Students Showcase Forklift Skills After Finishing Training Program

Wayne White had to feel more than just a little pride when the seven students in his class made things look so easy during a recent demonstration. The students were able to show their instructor and others who were in attendance just how well they learned the skills necessary to receive certification as an operator of a forklift, reach truck, or clamp truck.

The seven young men have trained directly under the tutelage of White and received both classroom and hands-on training. The recent demonstration provided proof that each of the men is properly prepared and certifiable for the job opportunities that await them.

The last part of the demonstration involved the students operating vehicles in a cleared out auditorium and demonstrating their mastery of vehicle functions by placing crates on a shelf.


Angela Lawhorn is the new director of the Workforce Development Center. Lawhorn says the center is prepared to offer students a number of new customized training programs. She says the Center has received funding from the Workforce Credential Grant and will pair this with the non-credit financial aid it offers to help students obtain the credentials they need to find work for a fraction of the normal cost.

Lawhorn says she is excited for both students and the Workforce Development Center because of the many new programs being offered. She says the Center is also working closely with area employers to make sure the curriculum they offer is in line with the training employers wish to see in new hires.
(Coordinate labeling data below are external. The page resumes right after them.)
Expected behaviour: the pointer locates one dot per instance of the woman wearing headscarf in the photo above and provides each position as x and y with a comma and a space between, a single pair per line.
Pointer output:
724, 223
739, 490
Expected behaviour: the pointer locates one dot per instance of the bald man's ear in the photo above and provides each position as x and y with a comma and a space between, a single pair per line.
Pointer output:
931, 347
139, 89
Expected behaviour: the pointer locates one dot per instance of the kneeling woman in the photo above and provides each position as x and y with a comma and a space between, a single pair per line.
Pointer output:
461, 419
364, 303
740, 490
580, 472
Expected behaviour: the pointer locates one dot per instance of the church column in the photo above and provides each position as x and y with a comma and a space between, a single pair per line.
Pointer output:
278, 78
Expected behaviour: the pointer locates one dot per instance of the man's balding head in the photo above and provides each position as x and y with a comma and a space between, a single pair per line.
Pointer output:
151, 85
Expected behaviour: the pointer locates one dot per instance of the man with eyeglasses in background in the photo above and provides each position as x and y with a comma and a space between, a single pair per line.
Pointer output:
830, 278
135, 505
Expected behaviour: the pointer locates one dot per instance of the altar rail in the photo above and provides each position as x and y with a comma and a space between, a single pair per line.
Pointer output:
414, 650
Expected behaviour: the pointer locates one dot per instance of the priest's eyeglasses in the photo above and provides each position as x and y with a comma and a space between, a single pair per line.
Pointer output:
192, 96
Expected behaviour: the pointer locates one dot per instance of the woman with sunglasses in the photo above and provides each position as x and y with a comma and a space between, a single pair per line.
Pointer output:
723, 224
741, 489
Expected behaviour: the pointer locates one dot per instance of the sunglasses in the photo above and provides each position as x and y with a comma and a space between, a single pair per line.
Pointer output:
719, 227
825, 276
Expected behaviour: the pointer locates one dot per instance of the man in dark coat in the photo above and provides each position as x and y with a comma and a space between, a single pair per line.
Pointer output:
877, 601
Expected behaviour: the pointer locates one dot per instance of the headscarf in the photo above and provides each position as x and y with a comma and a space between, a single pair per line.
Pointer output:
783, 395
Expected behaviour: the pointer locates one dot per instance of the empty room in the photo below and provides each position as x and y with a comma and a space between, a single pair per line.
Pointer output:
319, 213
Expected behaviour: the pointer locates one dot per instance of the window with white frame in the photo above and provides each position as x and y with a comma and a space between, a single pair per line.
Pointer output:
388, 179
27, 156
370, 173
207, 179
PDCCC President Dan Lufkin took some time out to observe some of the training received by the students first-hand. Lufkin says there is a great need in the industry for operators with the skills the seven men demonstrated. Lufkin says he and his organization are committed to serving the need for workers of businesses in the local region and longs to see the day when graduates of the programs being offered by the Workforce Development Center are the first choice of area businesses.


The seven students who recently trained under Wayne White each took a moment to explain why they signed up for the program.

  • Twenty-two year-old Demetri Williams says he joined the program to improve his chance at getting a job. He says he is happy to receive his certification and feels the experience has increased his confidence.
  • Danielle Handsom is a 36-year-old safety coordinator who is employed by High Liner Foods. Handsom says he is hoping the certification he received will pave the way for better job opportunities in the future.
  • Morris Lankford is 37 years old and was encouraged by a counselor to join the program. He says he is glad he took the advice to heart.
  • Twenty-eight-year-old Duray Hudson says a friend told him about the program. He says it sounded like something he would like to do so he signed up.
  • Edward Commodore is 34 years old and is also an employee of High Liner Foods. He says he was asked by his employer to enter the program so that he could teach others at the company the skills he has learned. He might just be the right man for the job after helping Dan Lufkin operate a forklift.
  • Joshua Warren and Terrence Jeffrey are both eighteen-year-old high school seniors. The teenagers were encouraged to join the program by Franklin High School counselor Ale Massenburg.